Barden’s My Blue Ridge text opens with the artist’s confession that the Blue Ridge home of his youth provided a sense of American innocence that was soon proven to be false. It was also where Barden became an itinerant finish carpenter, a craft he returned to in a woodshop on San Fernando Road where he designed and milled the frames for the grids in American hardwoods, with pin-striped inlays in blue and red epoxy.

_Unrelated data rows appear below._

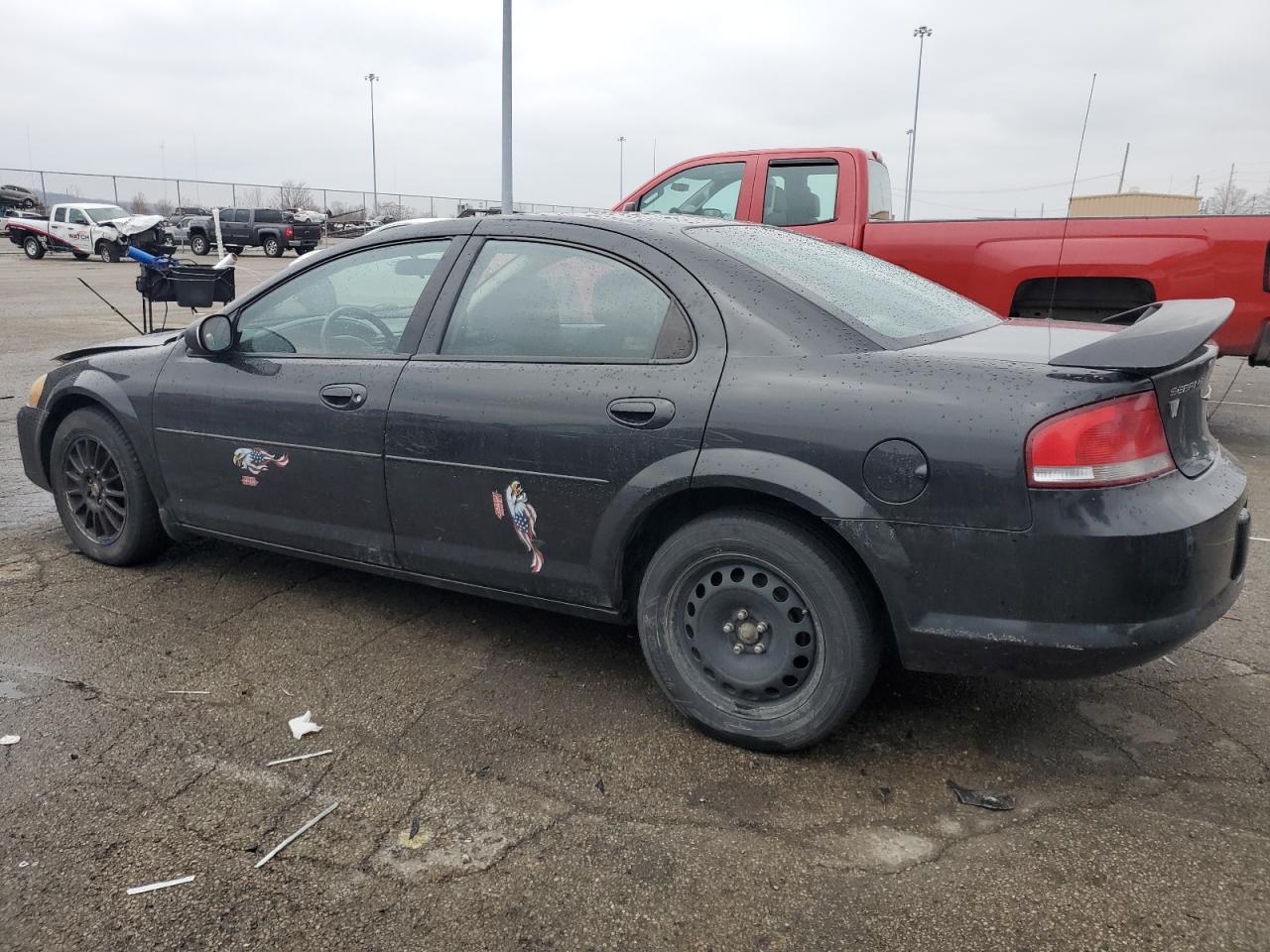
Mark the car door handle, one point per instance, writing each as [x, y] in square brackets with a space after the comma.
[343, 397]
[642, 413]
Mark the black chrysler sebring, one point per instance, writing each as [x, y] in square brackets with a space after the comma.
[778, 456]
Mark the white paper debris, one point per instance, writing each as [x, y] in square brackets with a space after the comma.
[166, 884]
[295, 835]
[303, 725]
[298, 757]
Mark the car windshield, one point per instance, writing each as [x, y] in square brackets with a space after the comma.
[890, 306]
[108, 213]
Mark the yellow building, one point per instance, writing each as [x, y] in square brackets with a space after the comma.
[1130, 204]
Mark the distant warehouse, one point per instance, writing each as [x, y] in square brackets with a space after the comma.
[1130, 204]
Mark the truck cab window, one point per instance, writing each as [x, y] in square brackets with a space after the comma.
[879, 191]
[711, 190]
[801, 193]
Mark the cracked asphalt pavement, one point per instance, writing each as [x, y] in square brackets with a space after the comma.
[513, 779]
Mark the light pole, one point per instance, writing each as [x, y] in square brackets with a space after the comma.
[507, 108]
[921, 33]
[621, 167]
[375, 168]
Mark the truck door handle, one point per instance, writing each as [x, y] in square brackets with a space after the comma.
[343, 397]
[642, 413]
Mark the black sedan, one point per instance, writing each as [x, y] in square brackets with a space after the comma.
[778, 456]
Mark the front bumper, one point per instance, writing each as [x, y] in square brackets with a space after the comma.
[1102, 580]
[31, 421]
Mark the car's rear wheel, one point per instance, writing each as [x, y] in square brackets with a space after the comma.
[102, 495]
[757, 631]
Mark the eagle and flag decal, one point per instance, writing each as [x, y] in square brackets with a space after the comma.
[513, 500]
[257, 461]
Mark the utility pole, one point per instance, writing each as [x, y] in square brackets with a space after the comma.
[375, 166]
[507, 108]
[621, 167]
[921, 33]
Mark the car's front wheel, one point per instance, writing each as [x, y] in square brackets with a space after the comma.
[757, 630]
[102, 495]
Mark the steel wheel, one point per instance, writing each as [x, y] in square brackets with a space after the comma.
[747, 635]
[94, 490]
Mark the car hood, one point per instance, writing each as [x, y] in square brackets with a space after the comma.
[135, 223]
[1017, 339]
[160, 338]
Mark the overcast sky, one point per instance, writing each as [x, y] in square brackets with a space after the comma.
[275, 91]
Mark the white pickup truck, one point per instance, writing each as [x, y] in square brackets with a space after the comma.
[87, 229]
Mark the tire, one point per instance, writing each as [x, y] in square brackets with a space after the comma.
[810, 643]
[93, 443]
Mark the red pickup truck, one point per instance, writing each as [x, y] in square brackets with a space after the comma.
[1007, 264]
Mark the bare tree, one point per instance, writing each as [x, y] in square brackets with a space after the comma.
[1229, 199]
[295, 194]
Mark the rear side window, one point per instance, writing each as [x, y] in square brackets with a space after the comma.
[890, 306]
[541, 301]
[711, 190]
[801, 194]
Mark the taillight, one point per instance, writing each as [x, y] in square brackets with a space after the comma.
[1102, 444]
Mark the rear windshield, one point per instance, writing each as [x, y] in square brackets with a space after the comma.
[890, 306]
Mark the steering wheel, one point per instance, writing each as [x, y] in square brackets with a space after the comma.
[356, 315]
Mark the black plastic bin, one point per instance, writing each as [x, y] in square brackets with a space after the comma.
[189, 285]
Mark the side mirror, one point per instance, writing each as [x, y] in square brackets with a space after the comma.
[209, 335]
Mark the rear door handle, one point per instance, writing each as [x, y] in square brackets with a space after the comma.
[642, 413]
[343, 397]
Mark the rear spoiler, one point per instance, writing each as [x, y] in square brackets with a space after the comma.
[1166, 334]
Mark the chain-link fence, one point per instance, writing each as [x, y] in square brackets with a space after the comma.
[168, 197]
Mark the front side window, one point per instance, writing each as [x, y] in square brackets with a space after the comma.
[890, 306]
[352, 306]
[801, 194]
[705, 189]
[541, 301]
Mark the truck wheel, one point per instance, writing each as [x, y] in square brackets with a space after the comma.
[102, 495]
[757, 631]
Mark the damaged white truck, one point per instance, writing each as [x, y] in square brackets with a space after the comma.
[86, 229]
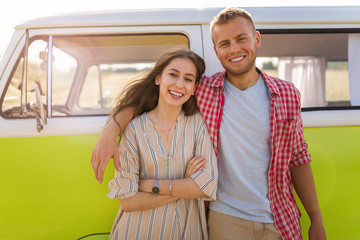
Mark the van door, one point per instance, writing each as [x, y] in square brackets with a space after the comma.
[324, 65]
[47, 185]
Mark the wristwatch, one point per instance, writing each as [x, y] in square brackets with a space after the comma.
[155, 188]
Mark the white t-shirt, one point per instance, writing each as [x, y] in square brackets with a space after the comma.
[244, 154]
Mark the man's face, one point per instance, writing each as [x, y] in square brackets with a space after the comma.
[236, 44]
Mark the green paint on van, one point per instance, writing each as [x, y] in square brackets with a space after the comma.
[48, 189]
[335, 153]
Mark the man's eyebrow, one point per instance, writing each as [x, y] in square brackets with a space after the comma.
[239, 35]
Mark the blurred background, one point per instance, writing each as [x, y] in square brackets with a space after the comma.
[13, 13]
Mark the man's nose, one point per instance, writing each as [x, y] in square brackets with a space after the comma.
[179, 82]
[234, 47]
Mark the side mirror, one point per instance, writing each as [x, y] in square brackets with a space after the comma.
[39, 110]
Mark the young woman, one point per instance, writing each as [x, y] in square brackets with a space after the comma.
[163, 180]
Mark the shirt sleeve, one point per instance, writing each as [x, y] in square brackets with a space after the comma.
[300, 153]
[206, 178]
[125, 183]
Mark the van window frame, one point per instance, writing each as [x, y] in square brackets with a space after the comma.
[264, 31]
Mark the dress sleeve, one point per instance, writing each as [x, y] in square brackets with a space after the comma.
[206, 178]
[125, 183]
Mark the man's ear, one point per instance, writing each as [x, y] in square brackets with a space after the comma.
[258, 39]
[157, 80]
[215, 51]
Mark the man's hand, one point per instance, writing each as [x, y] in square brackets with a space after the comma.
[317, 231]
[105, 148]
[195, 164]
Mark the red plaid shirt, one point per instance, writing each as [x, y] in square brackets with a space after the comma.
[288, 147]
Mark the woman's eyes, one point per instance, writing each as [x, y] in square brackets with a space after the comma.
[173, 74]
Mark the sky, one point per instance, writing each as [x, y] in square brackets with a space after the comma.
[13, 13]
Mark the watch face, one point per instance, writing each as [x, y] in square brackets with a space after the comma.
[155, 189]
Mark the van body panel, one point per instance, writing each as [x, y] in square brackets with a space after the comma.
[49, 191]
[47, 181]
[335, 163]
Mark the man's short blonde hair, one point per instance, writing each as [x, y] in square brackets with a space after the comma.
[229, 14]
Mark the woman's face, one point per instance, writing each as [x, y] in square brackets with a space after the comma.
[177, 82]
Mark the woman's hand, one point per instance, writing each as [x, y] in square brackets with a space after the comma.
[195, 164]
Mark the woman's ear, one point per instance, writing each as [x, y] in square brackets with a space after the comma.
[157, 80]
[194, 90]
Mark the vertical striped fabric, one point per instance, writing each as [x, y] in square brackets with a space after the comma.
[143, 156]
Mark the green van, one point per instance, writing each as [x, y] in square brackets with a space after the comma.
[60, 76]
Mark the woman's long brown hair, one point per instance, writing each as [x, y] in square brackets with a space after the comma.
[143, 94]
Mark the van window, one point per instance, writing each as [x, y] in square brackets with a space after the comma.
[88, 72]
[20, 93]
[317, 63]
[95, 69]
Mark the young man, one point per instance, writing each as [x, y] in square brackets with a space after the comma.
[260, 145]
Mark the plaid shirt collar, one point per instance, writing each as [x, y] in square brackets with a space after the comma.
[219, 82]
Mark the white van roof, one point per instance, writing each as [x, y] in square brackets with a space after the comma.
[261, 15]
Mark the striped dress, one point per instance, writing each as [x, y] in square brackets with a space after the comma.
[143, 156]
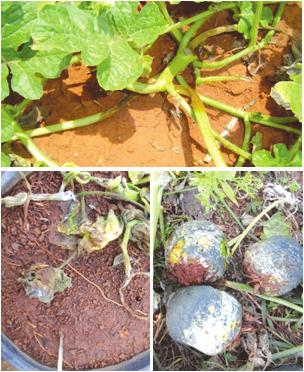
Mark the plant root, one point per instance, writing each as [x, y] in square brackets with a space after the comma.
[126, 282]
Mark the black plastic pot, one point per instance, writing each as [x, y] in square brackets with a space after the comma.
[21, 361]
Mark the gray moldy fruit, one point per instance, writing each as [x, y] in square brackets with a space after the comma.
[205, 318]
[275, 265]
[195, 253]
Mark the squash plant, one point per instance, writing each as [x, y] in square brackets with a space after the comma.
[41, 39]
[81, 236]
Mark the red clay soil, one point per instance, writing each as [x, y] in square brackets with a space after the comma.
[97, 333]
[145, 133]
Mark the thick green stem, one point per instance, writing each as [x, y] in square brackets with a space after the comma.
[256, 23]
[246, 288]
[157, 198]
[203, 123]
[78, 123]
[34, 150]
[176, 66]
[227, 144]
[212, 79]
[201, 38]
[271, 121]
[250, 49]
[108, 194]
[206, 14]
[124, 246]
[246, 140]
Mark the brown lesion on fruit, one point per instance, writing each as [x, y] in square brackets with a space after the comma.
[189, 273]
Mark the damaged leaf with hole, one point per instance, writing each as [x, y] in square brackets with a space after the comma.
[43, 281]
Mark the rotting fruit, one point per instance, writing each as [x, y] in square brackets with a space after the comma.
[274, 265]
[205, 318]
[195, 253]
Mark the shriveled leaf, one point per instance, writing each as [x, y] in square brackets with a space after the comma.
[277, 225]
[289, 94]
[43, 281]
[97, 235]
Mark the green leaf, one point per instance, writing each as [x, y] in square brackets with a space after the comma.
[17, 22]
[70, 29]
[5, 160]
[277, 225]
[110, 40]
[257, 141]
[122, 67]
[267, 17]
[4, 83]
[229, 192]
[149, 24]
[136, 176]
[282, 157]
[28, 72]
[246, 17]
[289, 94]
[7, 126]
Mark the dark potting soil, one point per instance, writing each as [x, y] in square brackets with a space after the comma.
[97, 332]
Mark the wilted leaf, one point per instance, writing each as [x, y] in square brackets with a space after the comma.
[97, 235]
[43, 281]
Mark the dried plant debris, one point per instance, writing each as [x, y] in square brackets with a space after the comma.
[80, 235]
[260, 214]
[97, 235]
[43, 281]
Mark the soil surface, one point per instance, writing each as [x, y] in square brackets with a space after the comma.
[97, 332]
[149, 131]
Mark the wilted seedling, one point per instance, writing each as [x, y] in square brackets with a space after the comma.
[141, 230]
[97, 235]
[42, 281]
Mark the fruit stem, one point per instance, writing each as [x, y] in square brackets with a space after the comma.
[237, 241]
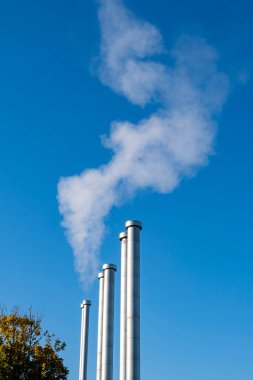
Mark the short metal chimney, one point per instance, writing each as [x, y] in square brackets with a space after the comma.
[85, 307]
[133, 300]
[123, 295]
[108, 321]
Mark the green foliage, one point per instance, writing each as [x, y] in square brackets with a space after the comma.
[26, 351]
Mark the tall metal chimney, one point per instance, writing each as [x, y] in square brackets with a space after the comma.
[85, 307]
[133, 300]
[100, 325]
[123, 295]
[108, 321]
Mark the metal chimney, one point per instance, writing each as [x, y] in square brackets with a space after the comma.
[108, 321]
[100, 325]
[85, 307]
[123, 295]
[133, 300]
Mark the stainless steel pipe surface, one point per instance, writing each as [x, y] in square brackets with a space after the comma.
[100, 325]
[133, 300]
[85, 308]
[108, 321]
[123, 293]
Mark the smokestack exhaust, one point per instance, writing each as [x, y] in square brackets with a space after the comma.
[100, 325]
[133, 300]
[123, 299]
[108, 321]
[85, 308]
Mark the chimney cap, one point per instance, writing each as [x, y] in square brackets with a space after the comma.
[134, 223]
[85, 302]
[122, 235]
[109, 266]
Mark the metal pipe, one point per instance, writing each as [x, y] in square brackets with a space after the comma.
[108, 321]
[133, 300]
[100, 325]
[85, 307]
[123, 292]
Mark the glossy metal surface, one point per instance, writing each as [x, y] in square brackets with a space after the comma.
[133, 300]
[123, 291]
[100, 325]
[108, 322]
[85, 308]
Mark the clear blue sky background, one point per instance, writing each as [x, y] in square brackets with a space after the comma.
[197, 250]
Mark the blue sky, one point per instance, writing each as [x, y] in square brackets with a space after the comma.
[197, 263]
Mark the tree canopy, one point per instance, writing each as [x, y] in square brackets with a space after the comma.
[27, 351]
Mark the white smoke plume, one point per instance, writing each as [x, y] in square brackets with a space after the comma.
[161, 149]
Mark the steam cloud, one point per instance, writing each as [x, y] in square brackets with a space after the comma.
[171, 143]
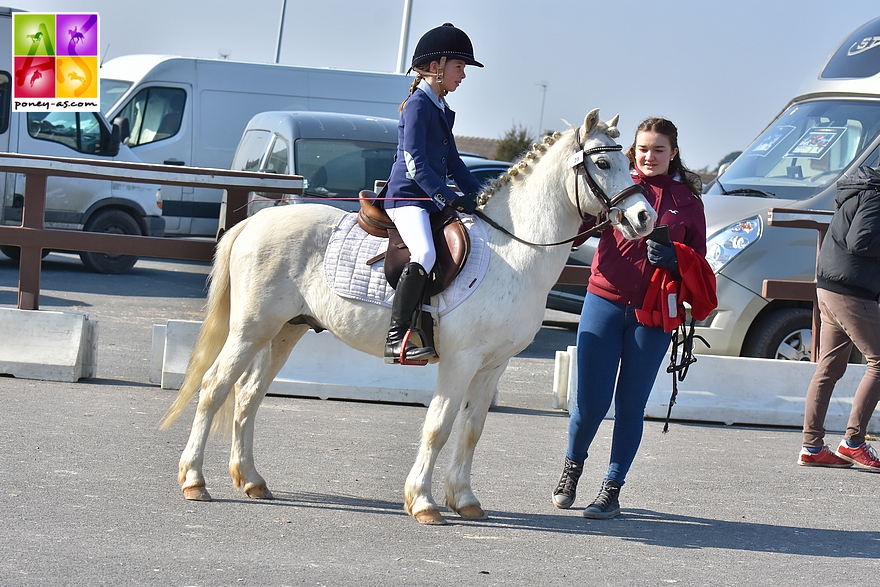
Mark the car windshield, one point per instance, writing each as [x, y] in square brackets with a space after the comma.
[111, 91]
[803, 151]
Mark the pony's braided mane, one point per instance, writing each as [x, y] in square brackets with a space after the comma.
[535, 152]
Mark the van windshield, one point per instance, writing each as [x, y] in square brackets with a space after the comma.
[111, 91]
[804, 150]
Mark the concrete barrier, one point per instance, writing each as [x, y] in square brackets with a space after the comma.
[732, 390]
[49, 346]
[320, 366]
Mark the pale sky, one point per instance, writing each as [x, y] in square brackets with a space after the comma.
[720, 70]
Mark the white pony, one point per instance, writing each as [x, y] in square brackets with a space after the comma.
[267, 288]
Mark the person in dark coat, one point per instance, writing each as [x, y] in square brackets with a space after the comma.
[426, 156]
[848, 292]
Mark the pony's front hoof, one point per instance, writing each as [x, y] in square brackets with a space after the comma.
[259, 492]
[196, 494]
[430, 518]
[472, 512]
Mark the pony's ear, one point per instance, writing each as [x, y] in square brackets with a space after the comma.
[590, 121]
[612, 127]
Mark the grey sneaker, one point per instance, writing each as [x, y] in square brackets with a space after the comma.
[605, 505]
[566, 490]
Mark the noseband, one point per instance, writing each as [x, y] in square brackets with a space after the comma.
[609, 205]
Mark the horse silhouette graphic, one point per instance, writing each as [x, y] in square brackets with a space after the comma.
[76, 36]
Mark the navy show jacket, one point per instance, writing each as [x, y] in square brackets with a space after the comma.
[426, 155]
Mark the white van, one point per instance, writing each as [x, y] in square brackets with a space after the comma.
[188, 111]
[338, 155]
[76, 204]
[829, 129]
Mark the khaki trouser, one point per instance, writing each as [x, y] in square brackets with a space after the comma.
[846, 320]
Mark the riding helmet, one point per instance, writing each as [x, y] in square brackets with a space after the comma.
[444, 41]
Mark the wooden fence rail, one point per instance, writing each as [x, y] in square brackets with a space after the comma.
[33, 238]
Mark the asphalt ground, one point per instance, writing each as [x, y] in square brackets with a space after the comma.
[90, 497]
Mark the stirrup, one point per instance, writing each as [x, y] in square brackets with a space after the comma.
[402, 360]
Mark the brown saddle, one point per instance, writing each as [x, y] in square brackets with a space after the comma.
[451, 242]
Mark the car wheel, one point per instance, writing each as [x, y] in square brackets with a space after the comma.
[785, 334]
[113, 222]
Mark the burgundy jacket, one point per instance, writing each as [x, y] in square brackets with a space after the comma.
[620, 271]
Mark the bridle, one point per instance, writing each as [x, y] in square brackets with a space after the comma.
[578, 162]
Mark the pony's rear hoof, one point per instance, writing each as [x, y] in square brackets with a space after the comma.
[196, 494]
[261, 492]
[430, 518]
[472, 512]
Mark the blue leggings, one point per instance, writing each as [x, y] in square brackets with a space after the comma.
[609, 336]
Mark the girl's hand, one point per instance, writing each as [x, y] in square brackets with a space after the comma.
[660, 255]
[466, 203]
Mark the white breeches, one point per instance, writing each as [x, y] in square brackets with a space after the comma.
[414, 226]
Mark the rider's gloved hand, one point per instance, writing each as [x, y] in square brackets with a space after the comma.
[660, 255]
[466, 203]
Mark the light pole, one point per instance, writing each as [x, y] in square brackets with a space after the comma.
[543, 96]
[404, 36]
[280, 31]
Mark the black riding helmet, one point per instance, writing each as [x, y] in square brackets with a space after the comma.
[444, 41]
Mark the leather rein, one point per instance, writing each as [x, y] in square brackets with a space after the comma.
[578, 162]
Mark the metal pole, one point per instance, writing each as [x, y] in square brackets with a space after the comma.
[543, 96]
[404, 36]
[280, 31]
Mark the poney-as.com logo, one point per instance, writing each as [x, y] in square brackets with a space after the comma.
[55, 61]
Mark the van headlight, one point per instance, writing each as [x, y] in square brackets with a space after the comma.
[730, 242]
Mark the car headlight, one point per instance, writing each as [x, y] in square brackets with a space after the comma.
[730, 242]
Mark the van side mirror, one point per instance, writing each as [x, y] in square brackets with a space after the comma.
[112, 147]
[124, 127]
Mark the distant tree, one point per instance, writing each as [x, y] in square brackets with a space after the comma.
[515, 143]
[728, 159]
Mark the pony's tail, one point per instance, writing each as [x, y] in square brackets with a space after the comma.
[214, 331]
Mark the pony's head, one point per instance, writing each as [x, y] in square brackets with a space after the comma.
[603, 186]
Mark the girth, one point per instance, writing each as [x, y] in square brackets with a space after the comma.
[451, 242]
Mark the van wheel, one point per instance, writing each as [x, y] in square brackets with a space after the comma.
[14, 253]
[113, 222]
[786, 334]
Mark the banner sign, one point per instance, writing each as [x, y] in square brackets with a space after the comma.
[55, 59]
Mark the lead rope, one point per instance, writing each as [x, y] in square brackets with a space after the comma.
[678, 368]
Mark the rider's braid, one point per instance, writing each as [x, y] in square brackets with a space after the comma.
[412, 88]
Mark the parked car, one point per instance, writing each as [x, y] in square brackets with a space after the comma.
[193, 111]
[829, 129]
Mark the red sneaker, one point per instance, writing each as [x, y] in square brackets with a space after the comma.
[824, 458]
[862, 456]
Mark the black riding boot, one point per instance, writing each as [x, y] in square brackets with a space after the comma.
[407, 300]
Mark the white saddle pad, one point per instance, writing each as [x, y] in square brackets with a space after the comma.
[348, 275]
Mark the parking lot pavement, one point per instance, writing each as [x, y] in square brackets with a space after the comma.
[90, 495]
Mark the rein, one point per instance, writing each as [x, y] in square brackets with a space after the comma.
[609, 205]
[587, 233]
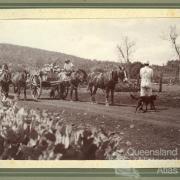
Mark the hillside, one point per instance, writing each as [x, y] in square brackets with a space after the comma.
[16, 55]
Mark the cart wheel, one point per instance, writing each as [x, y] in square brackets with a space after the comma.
[36, 90]
[64, 89]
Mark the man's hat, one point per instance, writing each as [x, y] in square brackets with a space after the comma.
[67, 61]
[146, 63]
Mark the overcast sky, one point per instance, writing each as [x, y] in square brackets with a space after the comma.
[94, 38]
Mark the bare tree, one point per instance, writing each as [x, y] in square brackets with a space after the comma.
[173, 37]
[126, 49]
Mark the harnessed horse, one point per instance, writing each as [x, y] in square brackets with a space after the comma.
[105, 81]
[19, 82]
[73, 81]
[5, 81]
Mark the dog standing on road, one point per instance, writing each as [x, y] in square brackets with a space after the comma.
[145, 100]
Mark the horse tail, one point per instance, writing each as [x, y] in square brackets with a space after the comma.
[84, 72]
[134, 97]
[15, 88]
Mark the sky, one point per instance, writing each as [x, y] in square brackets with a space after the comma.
[95, 38]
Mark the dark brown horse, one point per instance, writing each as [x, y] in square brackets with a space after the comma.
[5, 81]
[73, 81]
[19, 81]
[105, 81]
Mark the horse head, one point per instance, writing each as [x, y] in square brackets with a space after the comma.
[5, 77]
[81, 75]
[122, 74]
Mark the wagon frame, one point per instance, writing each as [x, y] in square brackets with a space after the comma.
[61, 87]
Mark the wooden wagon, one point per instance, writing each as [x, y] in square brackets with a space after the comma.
[58, 88]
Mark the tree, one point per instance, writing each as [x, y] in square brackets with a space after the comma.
[173, 37]
[126, 49]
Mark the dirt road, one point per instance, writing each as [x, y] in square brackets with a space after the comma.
[166, 117]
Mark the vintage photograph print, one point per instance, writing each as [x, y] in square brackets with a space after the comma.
[90, 89]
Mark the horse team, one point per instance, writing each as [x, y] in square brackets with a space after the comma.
[94, 80]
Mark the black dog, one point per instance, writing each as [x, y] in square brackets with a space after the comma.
[145, 100]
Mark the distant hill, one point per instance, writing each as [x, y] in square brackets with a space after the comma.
[18, 56]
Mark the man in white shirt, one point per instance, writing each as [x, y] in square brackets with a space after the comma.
[68, 66]
[146, 75]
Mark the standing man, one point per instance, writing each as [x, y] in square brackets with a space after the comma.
[5, 79]
[146, 75]
[68, 66]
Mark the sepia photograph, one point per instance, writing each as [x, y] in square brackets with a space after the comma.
[90, 89]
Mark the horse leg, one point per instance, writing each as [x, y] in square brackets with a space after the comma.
[76, 94]
[107, 97]
[93, 99]
[71, 93]
[25, 92]
[112, 96]
[18, 92]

This 58-piece photo-based conceptual work explores the poetic resonance between the mythic democratic American landscape, our colonial aggression here and abroad, and our commitment to endless war. The show also introduces The SuitMasters, a series of 12 digitally manipulated surrogate figures who, dressed in suits, “perform authority, without accountability”, and a suite of eight composited images entitled War in Yosemite, a satire on our obsession with armaments and war.
For questions and inquiries, please contact us at
gallery@track16.com.

Lane Barden. Suitmaster 5 Checks His Stock Account. 2026. Archival pigment on Hahnemühle Fine Arts Baryta. 12.5 x 16".
ABOUT THE ARTIST
Lane Barden is an artist, educator and architectural photographer based in Los Angeles, CA with an M.F.A. in Photography from the University of New Mexico. While his original influence was the classic black and white landscape photography of Edward Weston, Paul Strand and Paul Caponigro, his exposure to conceptual art in graduate school shifted his orientation to more contemporary work. In Los Angeles, his strongest influences were Ed Ruscha, Wallace Berman, and Judy Fiskin. He was a darkroom and digital assistant to Judy Fiskin from 2004 to 2006.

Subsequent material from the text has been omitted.